# Uncovering temporal changes in Europe’s population density patterns using a data fusion approach

Sep 15, 2020

### General framework

We have developed a multi-layered dasymetric approach that models the spatial distribution of different population groups separately and according to a selection of covariates derived from novel geospatial data sources. The methodology follows four interlinked phases (Fig. 5) as follows: (1) estimation of monthly and regional stocks of population groups; (2) mapping of LU features relevant to the location of the population groups; (3) dasymetric disaggregation of population group stocks to their most likely locations within regions; and (4) quality assessment by means of a cross-comparison against independent datasets for selected countries.

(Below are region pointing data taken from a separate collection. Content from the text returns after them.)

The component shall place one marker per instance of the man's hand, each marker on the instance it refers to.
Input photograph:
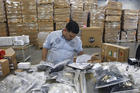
(42, 62)
(44, 54)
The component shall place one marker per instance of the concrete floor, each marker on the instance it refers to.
(37, 53)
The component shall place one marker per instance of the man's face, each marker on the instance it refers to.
(69, 35)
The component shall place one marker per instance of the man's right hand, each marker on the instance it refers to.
(42, 62)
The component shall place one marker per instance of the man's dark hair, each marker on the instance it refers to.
(73, 27)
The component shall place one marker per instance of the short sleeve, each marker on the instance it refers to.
(47, 43)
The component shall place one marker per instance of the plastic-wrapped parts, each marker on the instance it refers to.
(125, 87)
(108, 76)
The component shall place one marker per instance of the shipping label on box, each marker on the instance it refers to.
(114, 5)
(91, 36)
(113, 12)
(113, 18)
(4, 67)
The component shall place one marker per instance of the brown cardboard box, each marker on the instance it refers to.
(60, 25)
(114, 5)
(113, 12)
(111, 52)
(4, 67)
(113, 18)
(131, 12)
(41, 38)
(130, 17)
(11, 55)
(91, 36)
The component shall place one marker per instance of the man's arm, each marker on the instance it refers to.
(44, 53)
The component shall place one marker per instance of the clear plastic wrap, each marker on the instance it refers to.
(22, 82)
(125, 87)
(61, 88)
(83, 58)
(108, 76)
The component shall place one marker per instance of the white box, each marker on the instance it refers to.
(6, 41)
(19, 42)
(25, 65)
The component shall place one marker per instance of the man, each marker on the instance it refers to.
(62, 44)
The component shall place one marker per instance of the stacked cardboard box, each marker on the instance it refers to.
(45, 15)
(128, 36)
(41, 38)
(77, 13)
(3, 29)
(4, 67)
(2, 16)
(61, 13)
(29, 11)
(130, 23)
(111, 52)
(112, 21)
(91, 37)
(130, 19)
(2, 20)
(14, 15)
(11, 56)
(97, 17)
(90, 5)
(14, 11)
(29, 15)
(31, 30)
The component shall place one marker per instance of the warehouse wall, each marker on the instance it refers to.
(127, 4)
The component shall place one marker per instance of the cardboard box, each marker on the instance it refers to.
(11, 55)
(130, 36)
(45, 26)
(130, 17)
(91, 36)
(41, 38)
(44, 1)
(60, 25)
(113, 18)
(114, 5)
(111, 52)
(129, 25)
(131, 12)
(113, 12)
(4, 67)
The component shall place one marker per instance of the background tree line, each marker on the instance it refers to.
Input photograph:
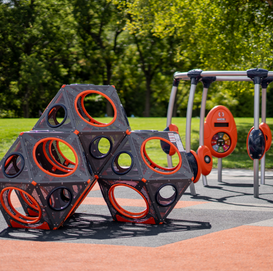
(134, 45)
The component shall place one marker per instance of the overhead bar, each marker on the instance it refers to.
(220, 75)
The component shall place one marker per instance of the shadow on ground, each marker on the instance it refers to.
(98, 227)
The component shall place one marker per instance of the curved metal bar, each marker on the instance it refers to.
(171, 105)
(202, 116)
(189, 116)
(220, 75)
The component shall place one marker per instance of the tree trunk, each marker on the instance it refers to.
(109, 108)
(26, 103)
(147, 97)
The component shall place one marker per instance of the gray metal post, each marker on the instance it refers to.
(263, 120)
(256, 75)
(201, 126)
(219, 169)
(170, 112)
(206, 83)
(265, 82)
(195, 77)
(188, 127)
(256, 127)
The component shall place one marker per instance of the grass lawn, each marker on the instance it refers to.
(11, 128)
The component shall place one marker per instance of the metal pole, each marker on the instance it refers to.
(201, 126)
(256, 127)
(219, 169)
(170, 112)
(189, 116)
(257, 75)
(263, 120)
(188, 127)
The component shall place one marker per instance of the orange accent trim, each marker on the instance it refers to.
(44, 226)
(67, 161)
(91, 120)
(31, 212)
(267, 133)
(51, 161)
(46, 171)
(210, 130)
(203, 151)
(122, 210)
(153, 165)
(84, 93)
(247, 143)
(173, 128)
(28, 219)
(28, 202)
(148, 221)
(198, 167)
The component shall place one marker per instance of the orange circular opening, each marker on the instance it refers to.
(154, 166)
(50, 159)
(11, 210)
(83, 112)
(117, 204)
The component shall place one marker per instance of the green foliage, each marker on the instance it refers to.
(134, 45)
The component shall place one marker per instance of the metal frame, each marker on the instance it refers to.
(255, 75)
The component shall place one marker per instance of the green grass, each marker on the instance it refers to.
(11, 128)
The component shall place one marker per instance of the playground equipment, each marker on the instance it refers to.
(259, 138)
(51, 185)
(220, 134)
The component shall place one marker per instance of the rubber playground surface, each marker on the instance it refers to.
(223, 227)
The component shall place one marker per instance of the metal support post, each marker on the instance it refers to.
(265, 82)
(195, 77)
(256, 75)
(206, 84)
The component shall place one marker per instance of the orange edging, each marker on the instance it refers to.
(154, 165)
(28, 219)
(122, 210)
(92, 121)
(46, 171)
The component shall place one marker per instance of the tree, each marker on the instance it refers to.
(37, 44)
(99, 26)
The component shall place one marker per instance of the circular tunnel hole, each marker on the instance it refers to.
(92, 104)
(50, 155)
(13, 165)
(100, 147)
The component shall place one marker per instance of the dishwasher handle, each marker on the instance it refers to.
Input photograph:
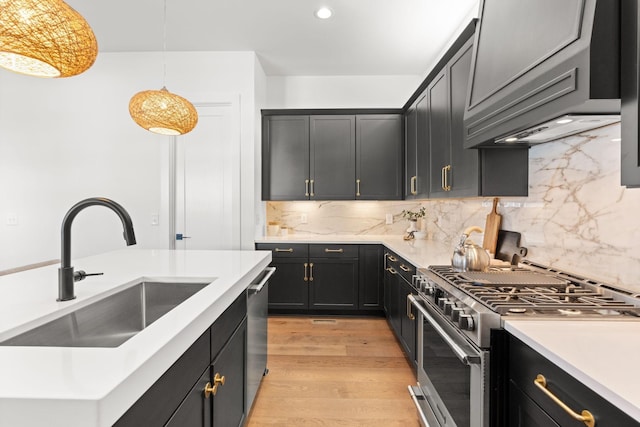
(257, 287)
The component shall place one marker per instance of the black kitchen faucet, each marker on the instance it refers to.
(66, 275)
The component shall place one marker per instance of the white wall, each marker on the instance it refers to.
(340, 91)
(63, 140)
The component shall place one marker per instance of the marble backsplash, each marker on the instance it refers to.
(577, 216)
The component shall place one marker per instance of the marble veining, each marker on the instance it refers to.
(577, 215)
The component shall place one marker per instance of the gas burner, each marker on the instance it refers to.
(537, 290)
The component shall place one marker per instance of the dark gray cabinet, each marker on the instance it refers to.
(370, 277)
(331, 156)
(398, 279)
(411, 152)
(379, 157)
(313, 278)
(630, 93)
(454, 169)
(333, 282)
(443, 167)
(180, 398)
(438, 135)
(289, 285)
(417, 149)
(285, 157)
(527, 405)
(228, 401)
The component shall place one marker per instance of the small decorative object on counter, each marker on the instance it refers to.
(413, 221)
(468, 256)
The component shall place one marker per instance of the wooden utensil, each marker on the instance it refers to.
(492, 226)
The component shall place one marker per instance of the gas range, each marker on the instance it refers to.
(476, 302)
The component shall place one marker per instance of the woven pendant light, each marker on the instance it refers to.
(160, 111)
(45, 38)
(163, 112)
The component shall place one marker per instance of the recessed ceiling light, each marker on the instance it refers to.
(324, 13)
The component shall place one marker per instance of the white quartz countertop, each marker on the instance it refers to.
(421, 253)
(56, 386)
(601, 354)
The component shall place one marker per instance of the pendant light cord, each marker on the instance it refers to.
(164, 44)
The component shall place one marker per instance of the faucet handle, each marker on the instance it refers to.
(81, 275)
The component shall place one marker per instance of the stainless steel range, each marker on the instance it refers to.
(457, 311)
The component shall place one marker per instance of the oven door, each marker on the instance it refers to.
(452, 388)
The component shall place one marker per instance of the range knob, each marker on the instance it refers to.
(448, 307)
(466, 323)
(456, 312)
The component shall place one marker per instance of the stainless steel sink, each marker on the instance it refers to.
(111, 321)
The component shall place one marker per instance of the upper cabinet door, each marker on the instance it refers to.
(285, 158)
(465, 164)
(439, 129)
(411, 153)
(332, 157)
(379, 157)
(630, 86)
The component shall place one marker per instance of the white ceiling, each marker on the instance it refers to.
(364, 37)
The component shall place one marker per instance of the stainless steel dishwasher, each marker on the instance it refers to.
(257, 305)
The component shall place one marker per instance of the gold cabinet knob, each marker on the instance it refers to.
(218, 380)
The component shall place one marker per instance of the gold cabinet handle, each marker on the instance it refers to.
(414, 185)
(409, 313)
(586, 417)
(217, 381)
(445, 178)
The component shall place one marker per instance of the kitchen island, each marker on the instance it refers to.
(69, 386)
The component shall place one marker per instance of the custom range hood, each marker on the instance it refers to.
(543, 70)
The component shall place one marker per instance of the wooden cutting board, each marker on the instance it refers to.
(491, 228)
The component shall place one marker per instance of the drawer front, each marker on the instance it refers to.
(285, 250)
(333, 251)
(524, 366)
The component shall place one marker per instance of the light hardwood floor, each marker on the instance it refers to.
(334, 372)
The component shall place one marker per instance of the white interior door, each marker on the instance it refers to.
(207, 180)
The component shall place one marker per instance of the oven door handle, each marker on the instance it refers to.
(467, 357)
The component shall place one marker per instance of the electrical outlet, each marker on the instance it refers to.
(12, 218)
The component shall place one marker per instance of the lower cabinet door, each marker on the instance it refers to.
(288, 288)
(408, 325)
(333, 284)
(195, 409)
(228, 372)
(524, 412)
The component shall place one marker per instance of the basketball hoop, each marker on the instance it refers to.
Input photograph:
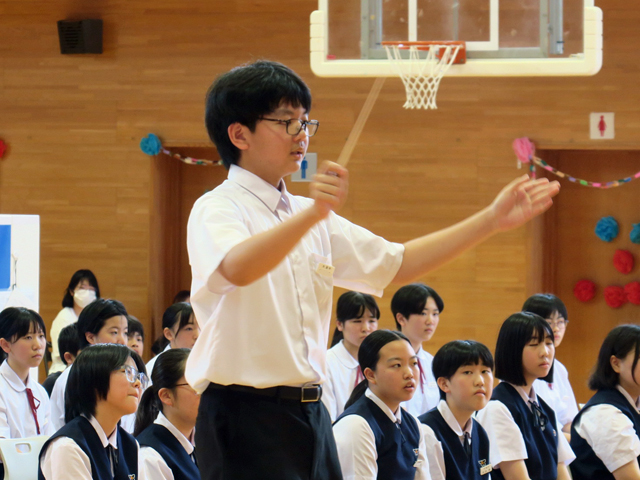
(421, 76)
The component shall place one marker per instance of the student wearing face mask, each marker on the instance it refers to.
(82, 290)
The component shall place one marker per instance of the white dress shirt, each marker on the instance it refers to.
(16, 418)
(505, 437)
(65, 317)
(279, 323)
(559, 394)
(70, 462)
(356, 445)
(154, 466)
(435, 452)
(342, 372)
(427, 394)
(610, 433)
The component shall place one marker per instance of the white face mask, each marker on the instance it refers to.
(84, 297)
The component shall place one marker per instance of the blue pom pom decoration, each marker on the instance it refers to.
(151, 144)
(635, 233)
(607, 229)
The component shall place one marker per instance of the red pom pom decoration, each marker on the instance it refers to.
(632, 291)
(623, 261)
(584, 290)
(614, 296)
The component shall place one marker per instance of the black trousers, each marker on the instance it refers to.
(242, 436)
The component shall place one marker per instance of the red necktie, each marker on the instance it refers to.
(34, 407)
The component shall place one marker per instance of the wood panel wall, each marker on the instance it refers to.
(74, 124)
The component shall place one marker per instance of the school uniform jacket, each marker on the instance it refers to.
(587, 464)
(459, 465)
(82, 432)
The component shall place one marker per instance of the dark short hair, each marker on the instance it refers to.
(16, 322)
(167, 372)
(619, 342)
(245, 94)
(68, 341)
(76, 279)
(353, 305)
(94, 315)
(456, 354)
(90, 377)
(515, 334)
(369, 355)
(135, 326)
(545, 304)
(411, 299)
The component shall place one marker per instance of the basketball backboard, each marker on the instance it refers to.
(508, 38)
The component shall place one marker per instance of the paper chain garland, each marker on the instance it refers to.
(525, 153)
(151, 145)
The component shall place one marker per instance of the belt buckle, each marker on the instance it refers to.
(311, 393)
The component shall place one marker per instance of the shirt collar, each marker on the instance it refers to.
(187, 443)
(447, 414)
(394, 417)
(266, 193)
(629, 398)
(111, 440)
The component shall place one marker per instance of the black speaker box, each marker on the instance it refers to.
(83, 36)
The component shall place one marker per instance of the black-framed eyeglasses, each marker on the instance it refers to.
(294, 125)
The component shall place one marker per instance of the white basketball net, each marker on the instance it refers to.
(421, 76)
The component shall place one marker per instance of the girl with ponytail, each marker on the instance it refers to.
(375, 438)
(166, 419)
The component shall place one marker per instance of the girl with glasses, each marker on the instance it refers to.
(526, 442)
(559, 394)
(104, 385)
(166, 420)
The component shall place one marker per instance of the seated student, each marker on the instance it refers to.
(375, 438)
(102, 321)
(166, 420)
(105, 384)
(135, 335)
(526, 440)
(605, 434)
(416, 309)
(357, 315)
(559, 394)
(179, 327)
(68, 346)
(457, 445)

### Estimation of monthly and regional population stocks

Based on their expected differences in spatial behavior, we distinguish 16 population groups. The basic idea is that a person’s location is determined by his or her main activity, as he or she is expected to spend most time there. Students, e.g., can be associated with education facilities (e.g., schools and university campuses) and workers with a range of service and production facilities depending on the economic sector they work in. In practice, we constructed monthly matrices with stocks of these population groups for each NUTS3 region in the study area for the reporting year 2011 (12 matrices, each with dimension = 1311 regions × 16 population groups). The NUTS classification is a hierarchical system of nested territorial units used for statistical data reporting in Europe. The NUTS3 level corresponds to country provinces or districts and comprises 1311 regions within the area of interest, with a median size of 1717 km2 (NUTS3 version 2010). NUTS3 are aggregations of municipalities, whereas census zones are small-area units within each municipality. In this study, census zones were only used directly in the cross-comparison exercise explained further down.

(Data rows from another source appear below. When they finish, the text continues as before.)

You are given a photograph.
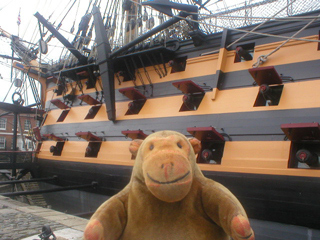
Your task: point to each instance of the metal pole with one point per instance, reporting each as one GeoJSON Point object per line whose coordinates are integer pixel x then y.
{"type": "Point", "coordinates": [14, 144]}
{"type": "Point", "coordinates": [149, 34]}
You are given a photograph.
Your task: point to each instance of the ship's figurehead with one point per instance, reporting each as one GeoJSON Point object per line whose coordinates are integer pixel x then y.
{"type": "Point", "coordinates": [169, 198]}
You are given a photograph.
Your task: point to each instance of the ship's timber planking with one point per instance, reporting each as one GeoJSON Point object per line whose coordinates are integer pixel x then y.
{"type": "Point", "coordinates": [254, 165]}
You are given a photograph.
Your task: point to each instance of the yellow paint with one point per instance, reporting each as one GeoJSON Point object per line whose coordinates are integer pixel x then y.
{"type": "Point", "coordinates": [265, 157]}
{"type": "Point", "coordinates": [224, 60]}
{"type": "Point", "coordinates": [295, 95]}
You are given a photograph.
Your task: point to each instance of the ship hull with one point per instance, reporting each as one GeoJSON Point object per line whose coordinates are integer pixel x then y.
{"type": "Point", "coordinates": [253, 121]}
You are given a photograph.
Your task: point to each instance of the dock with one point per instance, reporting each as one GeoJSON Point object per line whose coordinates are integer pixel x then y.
{"type": "Point", "coordinates": [20, 221]}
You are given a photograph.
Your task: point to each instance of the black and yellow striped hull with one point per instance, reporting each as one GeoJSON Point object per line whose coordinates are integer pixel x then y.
{"type": "Point", "coordinates": [255, 163]}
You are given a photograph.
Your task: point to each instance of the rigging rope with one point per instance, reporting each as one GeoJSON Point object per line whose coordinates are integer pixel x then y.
{"type": "Point", "coordinates": [263, 58]}
{"type": "Point", "coordinates": [260, 24]}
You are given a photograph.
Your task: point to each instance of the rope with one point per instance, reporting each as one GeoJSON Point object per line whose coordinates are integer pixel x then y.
{"type": "Point", "coordinates": [263, 58]}
{"type": "Point", "coordinates": [260, 25]}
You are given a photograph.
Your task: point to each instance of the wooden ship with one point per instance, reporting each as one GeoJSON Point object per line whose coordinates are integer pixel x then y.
{"type": "Point", "coordinates": [248, 93]}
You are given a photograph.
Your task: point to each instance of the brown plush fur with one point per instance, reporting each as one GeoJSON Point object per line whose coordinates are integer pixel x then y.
{"type": "Point", "coordinates": [169, 198]}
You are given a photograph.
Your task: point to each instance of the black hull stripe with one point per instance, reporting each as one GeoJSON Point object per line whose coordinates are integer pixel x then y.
{"type": "Point", "coordinates": [244, 126]}
{"type": "Point", "coordinates": [228, 80]}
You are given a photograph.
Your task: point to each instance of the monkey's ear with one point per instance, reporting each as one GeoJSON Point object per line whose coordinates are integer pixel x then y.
{"type": "Point", "coordinates": [134, 146]}
{"type": "Point", "coordinates": [196, 144]}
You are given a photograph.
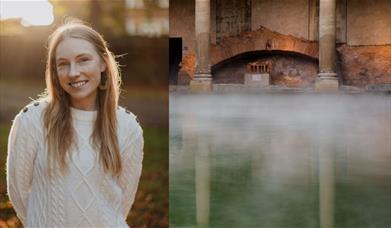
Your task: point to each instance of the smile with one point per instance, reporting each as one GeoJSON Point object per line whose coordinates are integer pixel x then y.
{"type": "Point", "coordinates": [78, 84]}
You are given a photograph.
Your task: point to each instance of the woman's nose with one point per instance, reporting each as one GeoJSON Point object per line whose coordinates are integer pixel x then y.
{"type": "Point", "coordinates": [74, 70]}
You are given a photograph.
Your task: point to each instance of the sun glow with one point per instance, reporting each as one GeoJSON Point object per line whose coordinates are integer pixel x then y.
{"type": "Point", "coordinates": [31, 12]}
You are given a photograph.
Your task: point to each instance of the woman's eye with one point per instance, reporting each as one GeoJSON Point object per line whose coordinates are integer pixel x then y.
{"type": "Point", "coordinates": [61, 64]}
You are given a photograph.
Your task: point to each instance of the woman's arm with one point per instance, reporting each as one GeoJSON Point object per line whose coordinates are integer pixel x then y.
{"type": "Point", "coordinates": [132, 156]}
{"type": "Point", "coordinates": [21, 152]}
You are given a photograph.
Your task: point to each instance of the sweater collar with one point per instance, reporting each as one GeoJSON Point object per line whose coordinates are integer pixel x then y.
{"type": "Point", "coordinates": [82, 115]}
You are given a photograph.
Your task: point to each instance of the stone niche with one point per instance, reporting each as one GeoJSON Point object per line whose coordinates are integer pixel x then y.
{"type": "Point", "coordinates": [258, 73]}
{"type": "Point", "coordinates": [285, 69]}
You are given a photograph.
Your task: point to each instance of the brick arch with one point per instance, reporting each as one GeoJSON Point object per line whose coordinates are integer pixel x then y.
{"type": "Point", "coordinates": [261, 40]}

The 16 population groups include residents, employees, students, the non-working and non-studying population, and tourists, as detailed next.

Residents correspond to the number of registered residents within a region (obtained from Eurostat at NUTS3 level). Employees are subdivided in 11 economic sectors based on the NACE rev.2 classification of economic activities (Supplementary Table 4) and were obtained from Eurostat reflecting the NUTS3 region of work.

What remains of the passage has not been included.